You also need to turn off “Telemetry” by setting these recommended rpt.conf settings for cutting off tones and connect/disconnect messages to DMR otherwise you may get one way audio: https://dvswitch.groups.io/g/allstarlink/wiki/Private-Node-Template

If you plan on using IAX, EchoLink, and SSH you may need to open some ports to your system. I did IAX and EchoLink:


Now you are ready to load up the bridge software with these commands:

systemctl enable md380-emu
systemctl start md380-emu

systemctl enable analog_bridge
systemctl start analog_bridge

systemctl enable mmdvm_bridge
systemctl start mmdvm_bridge

If you have issues there are logs located here to review:


As long as your server/bridge/nodes are running you have a live bridge between the 2 modes. Users on either side will not have to do anything out of the ordinary. AllStar users coming over to DMR do not have DMR numbers so DMR users will see the club/personal number of the number you chose in the MMDVM config.

Hopefully, with that, your AllStar Node and DMR bridge is running!

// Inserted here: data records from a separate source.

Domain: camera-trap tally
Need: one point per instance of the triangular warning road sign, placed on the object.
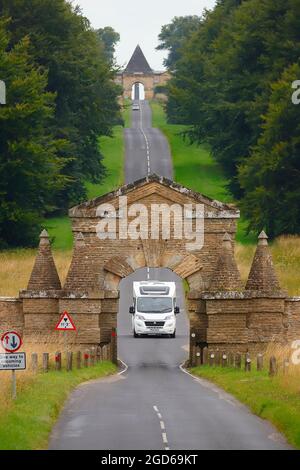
(65, 323)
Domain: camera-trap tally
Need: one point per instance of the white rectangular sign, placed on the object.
(14, 361)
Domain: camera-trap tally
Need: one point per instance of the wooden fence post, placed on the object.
(69, 361)
(45, 362)
(238, 361)
(217, 358)
(247, 363)
(260, 362)
(205, 356)
(286, 365)
(114, 346)
(231, 359)
(58, 361)
(78, 359)
(198, 356)
(34, 362)
(92, 355)
(224, 360)
(192, 349)
(98, 354)
(273, 366)
(86, 359)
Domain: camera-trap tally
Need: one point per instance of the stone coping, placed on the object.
(10, 299)
(78, 211)
(63, 294)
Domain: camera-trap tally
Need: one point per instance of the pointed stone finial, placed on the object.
(262, 276)
(44, 275)
(78, 277)
(226, 276)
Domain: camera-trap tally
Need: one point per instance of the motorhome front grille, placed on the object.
(150, 290)
(155, 323)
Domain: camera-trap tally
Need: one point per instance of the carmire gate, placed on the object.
(223, 314)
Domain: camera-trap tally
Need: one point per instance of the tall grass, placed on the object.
(16, 266)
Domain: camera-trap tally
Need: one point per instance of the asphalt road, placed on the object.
(147, 150)
(154, 404)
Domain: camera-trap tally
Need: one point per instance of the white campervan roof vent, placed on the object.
(158, 290)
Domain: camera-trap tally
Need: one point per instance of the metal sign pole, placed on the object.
(13, 384)
(2, 92)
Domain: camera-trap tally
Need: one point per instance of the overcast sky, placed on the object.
(139, 22)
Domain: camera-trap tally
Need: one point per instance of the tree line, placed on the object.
(232, 75)
(61, 97)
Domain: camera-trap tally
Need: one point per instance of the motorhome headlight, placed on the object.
(140, 317)
(169, 317)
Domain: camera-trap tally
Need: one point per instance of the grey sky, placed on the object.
(139, 22)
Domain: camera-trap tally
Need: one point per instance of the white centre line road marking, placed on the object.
(162, 427)
(146, 140)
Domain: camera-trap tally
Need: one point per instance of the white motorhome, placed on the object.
(154, 308)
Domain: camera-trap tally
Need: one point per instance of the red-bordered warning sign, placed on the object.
(65, 323)
(11, 341)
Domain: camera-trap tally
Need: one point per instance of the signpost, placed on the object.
(2, 92)
(12, 360)
(65, 323)
(11, 341)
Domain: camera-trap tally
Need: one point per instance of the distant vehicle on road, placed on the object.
(154, 308)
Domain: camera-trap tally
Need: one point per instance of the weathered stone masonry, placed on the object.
(223, 314)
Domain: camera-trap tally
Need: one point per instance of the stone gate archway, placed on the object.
(138, 91)
(222, 313)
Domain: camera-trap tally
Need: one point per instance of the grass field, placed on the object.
(113, 150)
(25, 424)
(195, 168)
(276, 399)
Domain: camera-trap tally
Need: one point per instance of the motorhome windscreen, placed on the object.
(158, 290)
(154, 305)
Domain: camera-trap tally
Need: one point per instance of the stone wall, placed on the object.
(150, 81)
(223, 314)
(11, 315)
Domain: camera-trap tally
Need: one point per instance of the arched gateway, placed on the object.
(139, 71)
(118, 233)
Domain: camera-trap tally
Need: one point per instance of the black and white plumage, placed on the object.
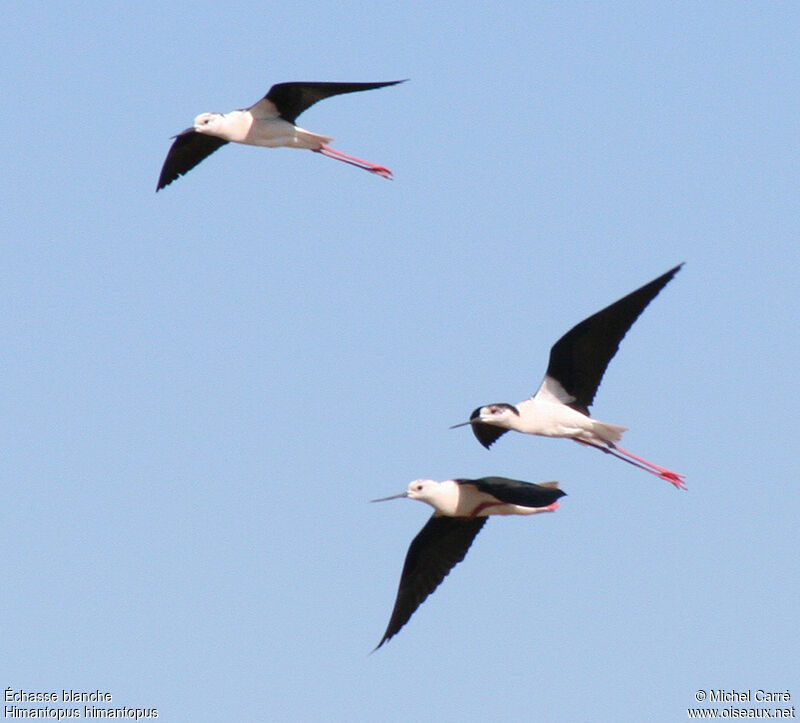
(578, 360)
(270, 123)
(461, 507)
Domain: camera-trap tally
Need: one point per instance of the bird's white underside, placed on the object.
(460, 500)
(259, 126)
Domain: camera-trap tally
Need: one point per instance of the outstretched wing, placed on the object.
(579, 359)
(516, 492)
(186, 152)
(438, 547)
(289, 100)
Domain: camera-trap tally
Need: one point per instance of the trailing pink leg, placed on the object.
(326, 150)
(672, 477)
(665, 474)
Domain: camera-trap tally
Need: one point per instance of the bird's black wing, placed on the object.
(438, 547)
(291, 99)
(186, 152)
(487, 434)
(579, 359)
(516, 492)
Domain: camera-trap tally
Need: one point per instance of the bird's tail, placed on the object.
(609, 433)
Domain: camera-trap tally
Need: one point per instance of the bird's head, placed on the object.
(490, 422)
(497, 414)
(420, 489)
(207, 123)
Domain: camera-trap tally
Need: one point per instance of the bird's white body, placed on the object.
(555, 419)
(255, 128)
(463, 500)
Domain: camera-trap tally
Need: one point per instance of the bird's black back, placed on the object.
(437, 548)
(188, 149)
(516, 492)
(291, 99)
(579, 359)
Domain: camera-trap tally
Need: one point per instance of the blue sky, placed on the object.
(203, 388)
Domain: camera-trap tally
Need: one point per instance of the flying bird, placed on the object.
(270, 123)
(460, 510)
(578, 360)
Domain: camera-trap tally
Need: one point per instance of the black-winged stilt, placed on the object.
(578, 360)
(461, 507)
(270, 123)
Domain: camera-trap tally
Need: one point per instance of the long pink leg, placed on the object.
(665, 474)
(671, 477)
(326, 150)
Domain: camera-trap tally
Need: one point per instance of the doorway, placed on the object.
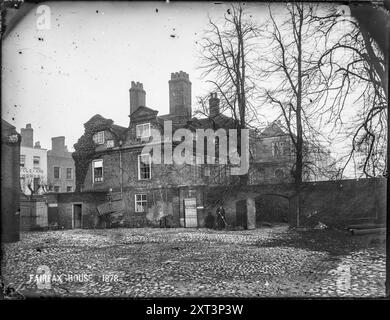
(241, 214)
(77, 217)
(271, 209)
(190, 213)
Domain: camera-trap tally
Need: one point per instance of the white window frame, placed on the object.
(59, 172)
(139, 166)
(39, 161)
(280, 145)
(139, 134)
(98, 137)
(93, 170)
(141, 201)
(22, 156)
(71, 173)
(110, 143)
(284, 174)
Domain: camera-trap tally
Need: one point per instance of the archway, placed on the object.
(271, 208)
(241, 214)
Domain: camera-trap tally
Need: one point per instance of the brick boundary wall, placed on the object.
(335, 203)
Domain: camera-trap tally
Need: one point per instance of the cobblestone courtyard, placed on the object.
(147, 262)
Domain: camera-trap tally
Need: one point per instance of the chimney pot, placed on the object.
(137, 96)
(213, 105)
(27, 136)
(180, 94)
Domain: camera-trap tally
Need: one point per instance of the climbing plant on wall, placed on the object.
(85, 147)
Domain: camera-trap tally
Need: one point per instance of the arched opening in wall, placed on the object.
(279, 175)
(241, 214)
(271, 209)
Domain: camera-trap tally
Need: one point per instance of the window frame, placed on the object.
(110, 143)
(59, 172)
(22, 156)
(139, 166)
(39, 161)
(93, 171)
(71, 173)
(283, 174)
(142, 125)
(96, 137)
(141, 201)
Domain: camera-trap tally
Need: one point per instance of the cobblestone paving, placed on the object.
(149, 262)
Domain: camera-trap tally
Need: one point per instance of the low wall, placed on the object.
(335, 203)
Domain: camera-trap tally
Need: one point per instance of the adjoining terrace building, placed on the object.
(111, 168)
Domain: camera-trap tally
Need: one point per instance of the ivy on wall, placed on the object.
(85, 147)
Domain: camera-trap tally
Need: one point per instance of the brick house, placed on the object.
(109, 159)
(10, 179)
(60, 167)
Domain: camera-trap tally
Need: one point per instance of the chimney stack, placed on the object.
(58, 144)
(180, 94)
(137, 96)
(213, 105)
(27, 136)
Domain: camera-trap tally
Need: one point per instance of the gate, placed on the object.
(190, 213)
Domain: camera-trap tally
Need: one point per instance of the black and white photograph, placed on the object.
(176, 149)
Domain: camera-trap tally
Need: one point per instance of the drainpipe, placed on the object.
(120, 168)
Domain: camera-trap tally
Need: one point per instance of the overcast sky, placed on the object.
(57, 79)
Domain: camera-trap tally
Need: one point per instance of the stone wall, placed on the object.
(335, 203)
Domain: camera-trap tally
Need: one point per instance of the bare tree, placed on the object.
(293, 82)
(228, 51)
(363, 45)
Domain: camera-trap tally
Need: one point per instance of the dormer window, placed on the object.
(143, 131)
(110, 143)
(98, 137)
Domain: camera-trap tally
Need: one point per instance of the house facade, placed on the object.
(33, 163)
(111, 159)
(10, 188)
(60, 167)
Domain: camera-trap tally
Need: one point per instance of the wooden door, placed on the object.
(77, 215)
(191, 216)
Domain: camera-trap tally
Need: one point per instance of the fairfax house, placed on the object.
(111, 166)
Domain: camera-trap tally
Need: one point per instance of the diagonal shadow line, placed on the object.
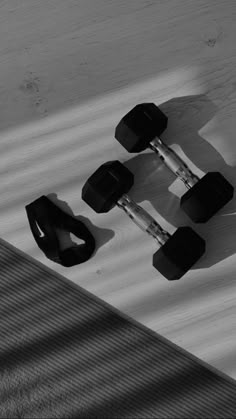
(167, 382)
(160, 396)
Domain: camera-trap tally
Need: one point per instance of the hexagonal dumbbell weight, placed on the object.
(108, 186)
(141, 128)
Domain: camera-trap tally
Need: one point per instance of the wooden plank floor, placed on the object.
(69, 72)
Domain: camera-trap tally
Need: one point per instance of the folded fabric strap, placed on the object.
(44, 215)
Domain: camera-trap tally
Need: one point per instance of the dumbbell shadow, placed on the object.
(101, 235)
(187, 115)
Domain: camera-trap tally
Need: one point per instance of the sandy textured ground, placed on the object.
(69, 71)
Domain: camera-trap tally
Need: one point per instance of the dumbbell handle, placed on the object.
(174, 162)
(143, 219)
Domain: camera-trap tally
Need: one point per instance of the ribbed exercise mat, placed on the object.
(65, 353)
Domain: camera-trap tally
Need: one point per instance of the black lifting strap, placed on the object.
(44, 215)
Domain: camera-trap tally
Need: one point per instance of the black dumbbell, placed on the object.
(108, 186)
(141, 128)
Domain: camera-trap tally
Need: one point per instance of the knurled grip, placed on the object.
(143, 220)
(174, 162)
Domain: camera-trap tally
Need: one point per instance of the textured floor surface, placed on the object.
(69, 71)
(66, 354)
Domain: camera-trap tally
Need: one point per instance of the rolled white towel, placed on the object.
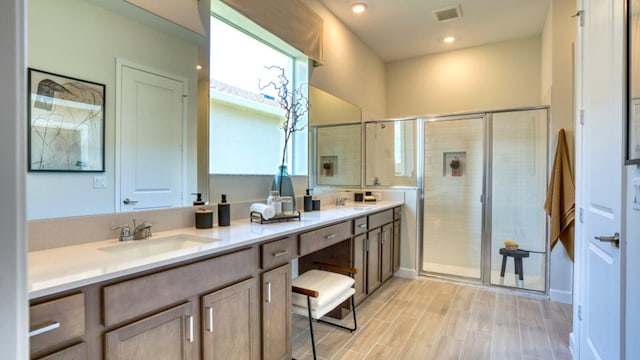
(267, 211)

If not, don’t stress help is an email or remote session away. It’s probably something small that’s stopping it. There are lots of ways to do this and none of it is documented that great but be persistent and ask questions it took me a good week on an off to get mine online and tons of trial and error. Maybe this guide will help you with the concepts and get you going faster than it took me.